Buckow . Ob das Hohensteiner Storchenpaar bereits sein erstes Ei oder gar mehrere Eier im Nest hat, lässt sich selbst anhand der im Internet unter www.adebar24.de abrufbaren Webcam-Bilder leider nicht erkennen. Wer so in einen Horst hineinschauen möchte, muss da schon bei den Vetschauer Internetstörchen unter www.storchennest.de vorbeischauen, wo eindeutig mehr zu sehen ist. Und dort wurde das erste Ei am Donnerstag vermeldet.
Dennoch bleiben die Nester in der freien Natur meist selbst von neugierigen Blicken verschont. Umso interessierter scheinen dann aber Anwohner, Spaziergänger oder Vorbeifahrende auf das Treiben rundherum zu achten, und soll es sogar Leute geben, die angesichts des Storchenpaars bei Schönwetter säuerlich reagieren, wenn sie ihre Fotokamera nicht dabei haben.

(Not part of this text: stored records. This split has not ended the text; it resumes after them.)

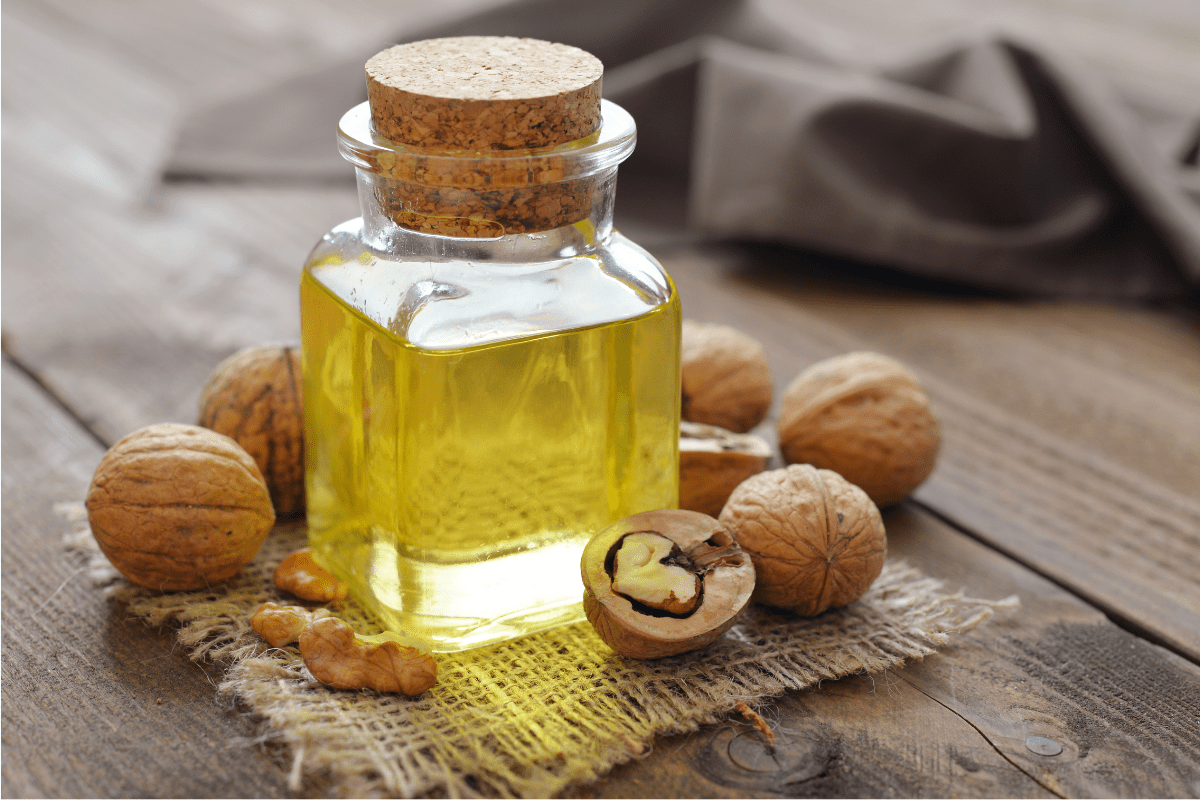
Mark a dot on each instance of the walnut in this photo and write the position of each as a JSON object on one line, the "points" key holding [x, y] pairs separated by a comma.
{"points": [[660, 583], [864, 416], [726, 380], [712, 462], [816, 540], [385, 662], [256, 396], [178, 506]]}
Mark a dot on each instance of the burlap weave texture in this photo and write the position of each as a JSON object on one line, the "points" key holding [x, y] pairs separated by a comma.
{"points": [[534, 716]]}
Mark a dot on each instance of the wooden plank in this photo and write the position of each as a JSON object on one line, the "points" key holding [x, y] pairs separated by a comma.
{"points": [[1103, 507], [955, 723], [95, 703]]}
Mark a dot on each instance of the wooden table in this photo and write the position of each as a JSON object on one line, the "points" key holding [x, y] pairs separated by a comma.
{"points": [[1069, 474]]}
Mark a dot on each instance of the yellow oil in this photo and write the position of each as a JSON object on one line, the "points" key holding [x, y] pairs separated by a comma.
{"points": [[455, 488]]}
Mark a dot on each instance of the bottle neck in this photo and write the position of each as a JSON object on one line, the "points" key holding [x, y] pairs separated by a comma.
{"points": [[534, 223]]}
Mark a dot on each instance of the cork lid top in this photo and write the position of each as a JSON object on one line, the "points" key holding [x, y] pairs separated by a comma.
{"points": [[490, 92]]}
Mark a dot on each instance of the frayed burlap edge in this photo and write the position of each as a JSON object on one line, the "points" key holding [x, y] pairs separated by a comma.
{"points": [[534, 716]]}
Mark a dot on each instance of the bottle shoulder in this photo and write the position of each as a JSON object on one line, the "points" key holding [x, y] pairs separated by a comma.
{"points": [[483, 298]]}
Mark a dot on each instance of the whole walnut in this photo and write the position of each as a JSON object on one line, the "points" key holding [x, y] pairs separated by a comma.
{"points": [[178, 506], [726, 379], [256, 396], [816, 540], [864, 416]]}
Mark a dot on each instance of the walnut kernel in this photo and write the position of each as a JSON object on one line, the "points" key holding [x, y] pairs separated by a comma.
{"points": [[385, 662], [178, 506], [726, 379], [867, 417], [256, 397], [816, 540], [300, 575], [691, 582]]}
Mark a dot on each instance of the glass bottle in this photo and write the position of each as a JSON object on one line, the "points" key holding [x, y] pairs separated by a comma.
{"points": [[483, 394]]}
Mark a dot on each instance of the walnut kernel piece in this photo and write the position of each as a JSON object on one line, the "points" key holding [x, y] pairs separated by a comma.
{"points": [[385, 662], [701, 546], [255, 396], [713, 461], [864, 416], [647, 569], [300, 575], [178, 506], [282, 625], [816, 540], [726, 379]]}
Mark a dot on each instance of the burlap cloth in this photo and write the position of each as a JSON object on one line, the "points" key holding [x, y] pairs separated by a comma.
{"points": [[533, 716]]}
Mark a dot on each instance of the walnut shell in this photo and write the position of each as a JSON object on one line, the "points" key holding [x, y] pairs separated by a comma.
{"points": [[256, 396], [712, 552], [178, 506], [816, 540], [726, 379], [864, 416], [712, 462]]}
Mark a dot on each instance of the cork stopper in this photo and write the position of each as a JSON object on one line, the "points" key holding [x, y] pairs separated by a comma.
{"points": [[484, 92]]}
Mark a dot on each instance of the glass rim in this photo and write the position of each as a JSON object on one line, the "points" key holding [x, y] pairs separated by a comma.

So etwas passiert den Naturwächtern im Naturpark Märkische Schweiz allerdings nur ganz selten. Ob Kamera oder Fernglas - sie haben meist die entsprechende Ausrüstung dabei. Und manchmal kommen sie den Adebars ganz nahe. Zum Beispiel jüngst, als sie kurz vor deren Ankunft die Horste unter anderem in Ihlow und Altfriedland repariert haben. Laut Naturwachtleiter René Klinger gibt es zurzeit acht Weißstorchenpaare, die dabei sind, ihre Nester zu beziehen. Der Weißstorch könne bis zu 35 Jahre alt werden. Beide Partner brüten von Mitte April bis Ende Juli für etwa 32 Tage. Vom Schlupf der drei bis fünf Jungen bis zum Ausfliegen vergehen dann rund zwei Monate. In dieser Zeit werden Futter und Wasser von den Elterntieren im Kehlsack zum Nest gebracht und ausgewürgt. Die Störche ziehen Ende August ins Winterquartier nach Afrika. Der Weißstorch benötigt neben einem geeigneten Brutplatz als Lebensraum offene und extensiv genutzte landwirtschaftliche Flächen in strukturreichen Agrarlandbereichen. Dort findet er ausreichend Nahrung. Umwelteinflüsse in Kombination mit den Gefahren auf dem Weg nach Süden werden heute als größte Bedrohung für die Art angesehen.